I heard a feline purring in her throat as I blotted her vulva. I assaulted her mouth with teeth and tongue. She squealed in the painful thrill of it. I vanquished her tongue in a sugary duel. She seized me. She clung to me moaning gutturally.
I finger-stroked the invisible forest of fuzz on her buttocks, the insides of her thighs, across her shoulders, the pits of ecstasy beneath her ears, the valleys behind her knees. I never once touched her skin. I was certain each one of the supercharged zillion hairs was jolting her with the electricity of inexpressible excitement.
I swooped
her off her feet down to the couch, where I slipped her into Phil’s pajama top to break the action. Then I moved away across the cushions. She pursued. To escape, I rolled up a “C” note and dipped my head to snort up a row of “coke.” I passed the paper horn her way to cool her fever and watched her snort up a row of blow.
I’d have to be cool to outplay her. Otherwise, I’d wind up at dawn with just a belly full of pleasure. No money. No ho. No contract!
I watched her go into the bathroom to rummage among her things. I watched her squat and extract a thin package from her vaginal stash. She detoured on the way back to the hi-fi in the corner. She belly danced her way back to the sofa to Hamp’s “Flying Home.” She dropped the soggy package from her cat on the cocktail tabletop. I guessed it was a sting she hadn’t checked in to daddy gorilla. She fell on to the sofa with her head on my lap. Her big pony eyes were all a sparkle, gazing into my face.

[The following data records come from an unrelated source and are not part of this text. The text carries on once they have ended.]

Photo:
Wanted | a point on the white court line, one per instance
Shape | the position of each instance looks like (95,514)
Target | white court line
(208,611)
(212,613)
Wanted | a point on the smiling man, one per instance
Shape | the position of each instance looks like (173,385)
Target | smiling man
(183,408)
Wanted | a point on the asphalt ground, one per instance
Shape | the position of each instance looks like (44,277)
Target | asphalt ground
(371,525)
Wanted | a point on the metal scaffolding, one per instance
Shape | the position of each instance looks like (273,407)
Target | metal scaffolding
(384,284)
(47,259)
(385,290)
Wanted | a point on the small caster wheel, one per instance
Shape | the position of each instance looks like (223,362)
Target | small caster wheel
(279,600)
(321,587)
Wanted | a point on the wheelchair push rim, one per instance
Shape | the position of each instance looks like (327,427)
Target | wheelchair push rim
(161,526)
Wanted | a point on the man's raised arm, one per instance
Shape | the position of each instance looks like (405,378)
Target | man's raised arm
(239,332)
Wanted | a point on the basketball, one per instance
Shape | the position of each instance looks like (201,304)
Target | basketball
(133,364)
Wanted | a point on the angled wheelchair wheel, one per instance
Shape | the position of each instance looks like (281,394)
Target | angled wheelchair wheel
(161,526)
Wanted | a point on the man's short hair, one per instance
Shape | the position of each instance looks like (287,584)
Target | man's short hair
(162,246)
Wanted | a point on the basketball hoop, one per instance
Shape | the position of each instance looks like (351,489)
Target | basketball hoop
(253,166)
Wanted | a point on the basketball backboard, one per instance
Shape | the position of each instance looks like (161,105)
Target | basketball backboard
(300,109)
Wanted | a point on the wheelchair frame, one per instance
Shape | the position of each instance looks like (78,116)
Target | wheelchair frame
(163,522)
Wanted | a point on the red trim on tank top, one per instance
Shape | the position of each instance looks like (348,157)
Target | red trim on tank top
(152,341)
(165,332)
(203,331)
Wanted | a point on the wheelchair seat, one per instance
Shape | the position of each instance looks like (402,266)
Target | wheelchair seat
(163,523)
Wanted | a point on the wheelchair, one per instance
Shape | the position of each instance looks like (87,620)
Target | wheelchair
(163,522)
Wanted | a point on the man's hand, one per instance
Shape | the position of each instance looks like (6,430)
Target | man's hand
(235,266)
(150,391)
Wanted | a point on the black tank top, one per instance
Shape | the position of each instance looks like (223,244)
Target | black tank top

She sighed, “Slim, I feel so good with you . . . really good! You feel groovy, too, with me?”
I gently knifed a fingernail across her kneecap. She shivered.
I cracked, “More than I ever remember . . . with somebody else’s girl.”
I knew it was an off-key crack as soon as it exploded against my ears. She leapt up and went to the floor-to-ceiling windows. She stood there staring out at Miss Rain tap-dancing a zillion diamond feet against the windowpane.
She said over her shoulder, “I like rain . . . Jabbo thinks it’s a drag.”
I had broken the stealing spell and unveiled the threat, the reality of the gorilla. I checked myself just as I decided to join her to recast the spell. I had to keep her coming to me to cop.
I lit up two bomber sticks of dynamite gangster. I blew several blasts of pungent smoke her way. The vision of her four-inch cone of thick bush between the sculpted thighs was lost for an instant. I wondered if my chance to steal her was lost.